The question, however, is that while Miriam spoke lashon hara about a person, the meraglim spoke lashon hara about land. So who says they didn’t learn mussar from Miriam? Maybe, in fact, they did learn from Miriam not to speak lashon hara about people! And so, why are they taken to task for “not learning from Miriam” and thus speaking lashon hara about Eretz Yisrael? Indeed, the Gemara (Arachin 15) draws a fortiori argument (“kal v’chomer”) that if the meraglim, who spoke lashon hara about “sticks and stones” (i.e. Eretz Yisrael) yet were punished so harshly, then how much more so one who speaks lashon hara about his friend. Thus, it seems evident from here that speaking about Eretz Yisrael is less sinful than speaking about people. So why are the meraglim blamed for not applying the mussar to a less strict context?

My chavruta, Reb Meir Sternberg, suggested that we see from here that when a person experiences a mussar lesson, it may not necessarily be enough to apply that mussar in that specific context, but rather one is to take it to the next level and apply it in a broader and greater way. Granted, speaking lashon hara about Eretz Yisrael may be less sinful than speaking lashon hara about a fellow Jew, but once they saw the mussar lesson of Miriam, and the terrible misdeed that lashon hara is, perhaps they were supposed to take that mussar lesson to the next level and not speak lashon hara about Eretz Yisrael.

Two parshiyot ago, the topic of the sota is discussed, immediately followed by the topic of a nazir. The Gemara (Sota 2a) explains that the connection between these two topics is to teach that one who sees the disgrace of the sota should separate himself from wine, since, as Rashi explains, wine can cause levity, and can lead to adultery (as in the sota’s case). The implication of this juxtaposition would seem to be that a bystander of the sota experience should henceforth become a nazir, as a nazir is restricted from wine.

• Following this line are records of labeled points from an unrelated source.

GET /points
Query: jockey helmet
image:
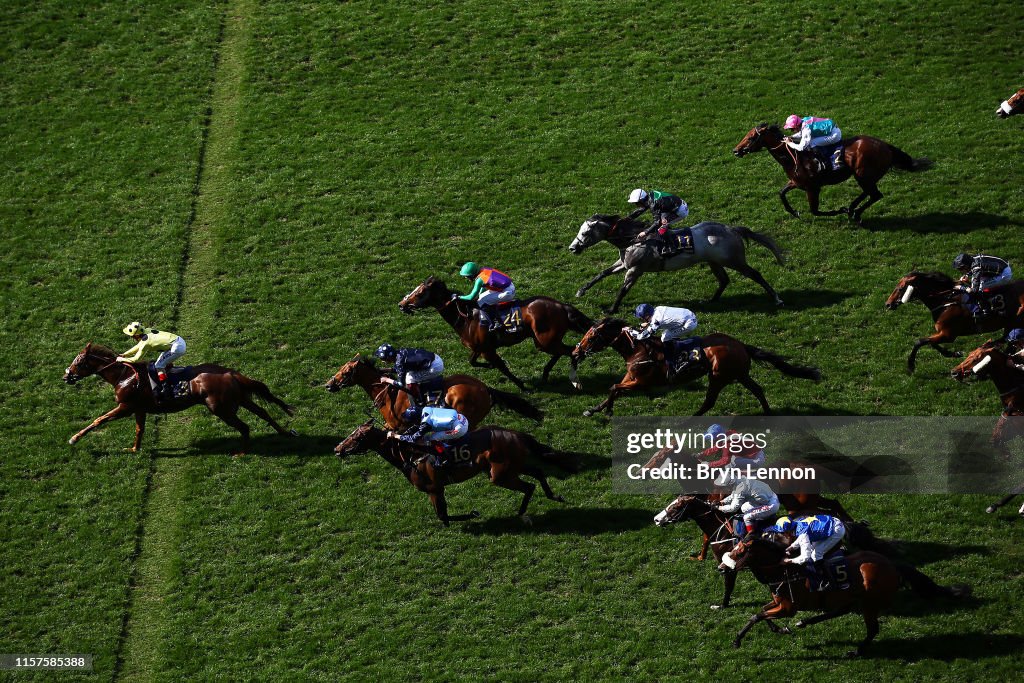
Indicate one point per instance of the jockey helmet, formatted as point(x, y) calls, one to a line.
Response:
point(784, 523)
point(644, 311)
point(386, 352)
point(134, 329)
point(637, 196)
point(963, 261)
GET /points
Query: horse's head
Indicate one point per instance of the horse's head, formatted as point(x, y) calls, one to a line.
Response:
point(347, 375)
point(593, 230)
point(979, 361)
point(601, 336)
point(760, 137)
point(88, 361)
point(1012, 107)
point(430, 293)
point(358, 440)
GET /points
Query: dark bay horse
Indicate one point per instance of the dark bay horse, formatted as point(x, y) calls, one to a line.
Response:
point(804, 502)
point(875, 581)
point(1012, 107)
point(467, 394)
point(717, 245)
point(545, 321)
point(222, 390)
point(951, 317)
point(502, 454)
point(865, 159)
point(729, 360)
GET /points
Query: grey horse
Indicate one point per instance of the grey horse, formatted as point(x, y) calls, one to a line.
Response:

Now, a nazir is not only restricted from consuming grapes or grape products, but also his hair may not be cut, nor may he become contaminated by a human corpse. But if the concern seemingly is what wine can cause, why doesn’t he just make a regular vow just against drinking wine? Why take on a whole state of “nezirut” which contains more restrictions than just not drinking wine?

Yet, based on the above, we may suggest that when seeing this powerful mussar lesson of the sota, one shouldn’t only take the exact lesson from it, but rather should take it to the next level. The mussar to be learned from seeing the sota is perhaps recognizing the pitfalls of loose behavior and what a lack of holiness can bring, and on the flipside, the importance of being holy. Thus he doesn’t abstain only from wine as a matter of prevention, but he also takes this concept of the disgrace that a lack of holiness can cause, and on the flip side—the imperative of being holy, and sees how he can apply it to other realms of the human experience as a matter of enhancing his commitment to be holy. Hence, he takes on a state of nezirut, which entails a lifestyle uniquely geared towards being holy.

What emerges from here is that both the meraglim and a sota bystander are perhaps to do (or have done in the case of the meraglim) a “double take” by what they experienced. Meaning, there is a twofold expectation. Just taking the exact mussar to be implemented—i.e. taking the mussar to not speak lashon hara against just people, or abstaining from just wine, wouldn’t necessarily be fulfilling the ideal task, which is only fulfilled when they take it to the next level and accomplish the second aspect of this experience, which is applying the lesson in a broader way to reach a greater level.

Indeed, when we learn or experience a mussar idea, or see the glaring truth of the Torah’s values, perhaps we are to take that value and lesson and not only see how we can apply it to our lives in that specific scenario, but also to see how we can take it to the next level, i.e. how we can take the concept and expand its application in any other facet of our lives that may be applicable so that the idea reaches and influences a broader and greater spectrum in our behaviors, interactions and overall daily living.